ANU takes HECS system to South America

4 July 2019

Researchers from The Australian National University (ANU) will head to Brazil next month to support governments in South and Central America looking to implement income contingent loans for students, similar to Australia's HECS system.

HECS is an interest free loan scheme that allows students to attend university without paying up front fees. Students only have to repay their debts when they have sufficient income to do so.

Professor Bruce Chapman of the ANU College of Business and Economics, who was one of the original of architects of HECS, has been instrumental in exporting the system internationally.

"Income contingent loan systems are now policy in about eight different countries and in three or four years there are likely to be another four," Professor Chapman said.

"There are at least 20 million people who have now been able to take on income contingent loans, as opposed to normal time based loans.

"HECS in Australia, and systems of this type internationally, have been associated with the substantial expansion of higher education systems and the development of skills.

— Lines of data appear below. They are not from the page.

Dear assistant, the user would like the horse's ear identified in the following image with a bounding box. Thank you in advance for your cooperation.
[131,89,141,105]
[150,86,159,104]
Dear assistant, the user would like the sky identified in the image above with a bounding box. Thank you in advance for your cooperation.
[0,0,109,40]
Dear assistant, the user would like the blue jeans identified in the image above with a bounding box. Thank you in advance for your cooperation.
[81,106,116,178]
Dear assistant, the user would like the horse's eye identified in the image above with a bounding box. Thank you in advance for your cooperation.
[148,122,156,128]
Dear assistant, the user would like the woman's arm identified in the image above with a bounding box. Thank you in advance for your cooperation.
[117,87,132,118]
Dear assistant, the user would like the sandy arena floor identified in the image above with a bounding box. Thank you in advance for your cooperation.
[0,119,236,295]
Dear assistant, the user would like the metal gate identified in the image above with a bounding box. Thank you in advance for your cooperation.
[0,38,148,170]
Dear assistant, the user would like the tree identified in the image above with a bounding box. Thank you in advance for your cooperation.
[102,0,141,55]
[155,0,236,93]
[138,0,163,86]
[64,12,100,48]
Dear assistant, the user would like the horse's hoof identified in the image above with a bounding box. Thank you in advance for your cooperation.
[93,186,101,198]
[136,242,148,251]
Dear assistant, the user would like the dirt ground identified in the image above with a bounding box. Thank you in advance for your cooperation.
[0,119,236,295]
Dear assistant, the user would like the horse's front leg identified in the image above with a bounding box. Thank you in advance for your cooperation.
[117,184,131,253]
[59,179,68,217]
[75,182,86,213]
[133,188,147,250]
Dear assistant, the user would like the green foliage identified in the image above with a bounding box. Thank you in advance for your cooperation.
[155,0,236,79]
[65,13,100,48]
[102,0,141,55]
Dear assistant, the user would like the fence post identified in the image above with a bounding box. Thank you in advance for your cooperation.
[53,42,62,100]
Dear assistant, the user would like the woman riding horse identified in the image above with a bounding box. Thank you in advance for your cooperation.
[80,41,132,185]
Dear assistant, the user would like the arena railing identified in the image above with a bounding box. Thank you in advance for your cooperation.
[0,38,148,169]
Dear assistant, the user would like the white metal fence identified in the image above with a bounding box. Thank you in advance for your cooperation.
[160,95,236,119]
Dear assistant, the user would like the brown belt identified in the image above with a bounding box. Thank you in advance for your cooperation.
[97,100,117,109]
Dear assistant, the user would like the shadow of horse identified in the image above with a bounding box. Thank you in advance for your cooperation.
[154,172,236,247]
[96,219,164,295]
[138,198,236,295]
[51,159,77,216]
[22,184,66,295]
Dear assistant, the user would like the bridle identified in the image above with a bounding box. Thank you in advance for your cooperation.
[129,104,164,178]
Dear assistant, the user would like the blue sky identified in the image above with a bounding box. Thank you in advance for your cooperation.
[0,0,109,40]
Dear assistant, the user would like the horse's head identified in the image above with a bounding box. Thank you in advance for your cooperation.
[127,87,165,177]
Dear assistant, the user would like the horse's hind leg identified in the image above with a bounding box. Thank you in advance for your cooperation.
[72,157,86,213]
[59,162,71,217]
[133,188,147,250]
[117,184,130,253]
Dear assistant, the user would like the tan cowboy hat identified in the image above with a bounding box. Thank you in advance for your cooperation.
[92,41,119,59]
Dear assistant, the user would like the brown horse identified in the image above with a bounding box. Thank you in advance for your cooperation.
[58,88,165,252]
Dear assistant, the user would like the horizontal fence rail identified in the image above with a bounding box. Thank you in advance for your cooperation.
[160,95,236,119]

"Higher education funding reforms like this facilitate the expansion of higher education, and mean more students have the ability to take up higher education regardless of their financial circumstances."

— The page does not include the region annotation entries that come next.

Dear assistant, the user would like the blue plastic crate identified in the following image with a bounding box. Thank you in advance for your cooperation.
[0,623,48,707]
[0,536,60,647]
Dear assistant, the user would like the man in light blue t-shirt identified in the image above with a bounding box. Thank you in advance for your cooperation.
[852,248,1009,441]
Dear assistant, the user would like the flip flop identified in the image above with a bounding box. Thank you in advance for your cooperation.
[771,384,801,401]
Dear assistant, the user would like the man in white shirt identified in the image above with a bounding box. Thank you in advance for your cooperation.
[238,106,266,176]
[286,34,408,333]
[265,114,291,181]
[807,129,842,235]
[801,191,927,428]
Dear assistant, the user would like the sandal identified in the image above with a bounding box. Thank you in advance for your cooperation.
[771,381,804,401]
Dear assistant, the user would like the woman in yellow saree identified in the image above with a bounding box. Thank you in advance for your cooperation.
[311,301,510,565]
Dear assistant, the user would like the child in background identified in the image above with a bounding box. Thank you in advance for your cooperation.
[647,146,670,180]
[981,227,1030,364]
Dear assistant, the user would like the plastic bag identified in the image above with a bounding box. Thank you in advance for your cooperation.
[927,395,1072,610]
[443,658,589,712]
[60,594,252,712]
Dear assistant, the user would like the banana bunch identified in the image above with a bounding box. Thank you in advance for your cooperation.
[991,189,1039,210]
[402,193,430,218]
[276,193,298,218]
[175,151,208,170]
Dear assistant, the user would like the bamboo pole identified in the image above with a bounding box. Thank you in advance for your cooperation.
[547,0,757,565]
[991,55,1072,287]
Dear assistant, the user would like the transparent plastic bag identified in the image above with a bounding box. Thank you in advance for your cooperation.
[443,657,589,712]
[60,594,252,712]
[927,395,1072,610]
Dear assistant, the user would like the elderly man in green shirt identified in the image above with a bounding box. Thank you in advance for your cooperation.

Income contingent loan systems for education now operate in countries such as New Zealand, England, Hungary, Japan, South Korea and the United States.

Dr Timothy Higgins, who will also be making the trip, said HECS-style systems have improved the lives of millions of people around the world.

"It means you have very large numbers of people who have not faced repayment difficulties," Dr Higgins said.

"Many student loan systems require people to pay back a loan independently of their capacity to do so.

"This means that unemployed young graduates, or graduates who step away from full-time work to raise a family, can struggle to repay and face loan default, with damage to their credit reputation and future capacity to borrow."

Professor Chapman said the researchers will attend a conference on the topic as well as a number of meetings with foreign government representatives.

"We hope to achieve more collaboration with South American policy makers and share our knowledge and experiences from Australia in our design of the HECS system," he said.

"The lessons that we have learned over the years can help them develop the best system possible."

The Income Contingent Financing conference will take place in Brasilia, Brazil, from 10-12 July.